Next to headlines on the ongoing government shutdown, the prospect of a default on the national debt, and the spike in the price of short-term federal IOUs which, according to one wonk “ should terrify you,” the news that Berkeley’s own Janet Yellen was tapped to chair the Federal Reserve might have been the least exciting economic news you’ll read all week.
For many a Fed watcher, yesterday’s news that President Obama asked professor emeritus Yellen to step up from her position as Vice-Chairperson of the country’s central bank to replace Ben Bernanke in the top spot, comes as a mere formalization of the inevitable. Since the Obama’s preferred candidate, Lawrence Summers, withdrew his name from consideration last month (to the delight of progressives across the country), Yellen has been the presumed front runner. According to Slate’s Matt Yglesias, Yellin is “the exact right mix of ‘is a Democrat’ and ‘is not a Democratic Party operative.’”
Now that it’s official, Yellen’s nomination may be deemed newsworthy (even historic) for the two ways in which the former San Francisco Fed branch president stands apart from her predecessors.
First, Yellin, if confirmed, will be the first Democrat to hold the position since Paul Volker stepped down in 1987. Second, and much more noteworthy, she would be the Fed’s first chairwoman of the Federal Reserve.

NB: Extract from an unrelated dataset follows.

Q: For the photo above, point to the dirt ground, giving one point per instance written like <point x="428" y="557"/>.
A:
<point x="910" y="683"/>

That’s a glass ceiling that has remained more or less unbroken the world over. No major economy has ever abided a woman targeting its interest rates.
But in all the ways that count in central banking, says Berkeley economist David Romer, Yellen’s promotion will be no major departure—her political affiliation and gender notwithstanding.
“It definitely represents a continuation,” Romer said in an emailed response. Romer, who, along with his wife, Christina Romer, was one of 505 economists to co-sign an open letter last month to President Obama in support of Yellen, says that he would expect a Yellen-led Fed to very much resemble Bernanke’s.
“In light of the fact that she helped design [current] policies, I think it’s unlikely that she would change them rapidly,” he says.
While conservatives in the Senate are likely to wrinkle their noses at Yellen, who, says Romer, is considered a “dove” in monetary-policy jargon for her willingness to take aggressive action on unemployment rather than focus principally on the prospect of inflation, her approach will at least look familiar.
“There’s no reason to expect her to initiate any radical change,” he says. “Nor will she necessarily advocate more quantitative easing. The Fed has other tools, notably ‘forward guidance’—that is, statements about how long it plans to keep its target for short-term interest rates low and the conditions under which it will start raising rates. I’d expect Janet to keep her eyes firmly on the Fed’s statutory goals—low and stable inflation and maximum sustainable employment—and look for the best tools available to help the economy achieve them.”
Bernanke’s stewardship of the national economy in the post-Lehman era has been characterized by three successive rounds of “quantitative easing”—a policy stance in which the Federal Reserve expands the range of securities it’s willing to deal in, removing longer-term, riskier, and potentially “toxic” assets from the balance sheets of the nation’s largest banks in exchange for torrents of cash, in the hope that all that loose money will make its way out into the larger economy. As Vice-Chair during the second and third iterations of that policy, nicknamed “QE2” and “QE3” (still ongoing), Yellen has been seen as one of its strongest advocates.
Still, that isn’t to suggest that a Yellen Fed will be indistinguishable from a Bernanke Fed. The chair is wrangler of the Board of Governors and the interest rate targeting Federal Reserve’s Open Market Committee, and the public face of the institution. The fed head’s every word is closely monitored and acted upon by Wall Street. So this is a job that demands in addition to economic expertise, political agility and a bit of media savvy.
Here, says Romer, Yellen may differ from her current boss.
“Ben Bernanke has made the Fed a much more democratic place than it was under his predecessors,” he says. “Where she may differ from [him] is that, rather than accepting that there’s a wide range of opinions (which has sometimes resulted in a confusing cacophony from the Fed), she may try to use her ties, her strong collegiality, and the fact that she’s broadly respected to work harder to achieve consensus, and thus give the public and people in the market a stronger and clearer picture of where policy is heading.”
Of course, all of this discussion presumes that Yellen will make it through the Senate before Bernanke steps down next January. According to at least one analyst, that confirmation would seem as likely as any on Capitol Hill. Then again, with political discord as intense as it is these days, maybe it’s best to avoid predictions.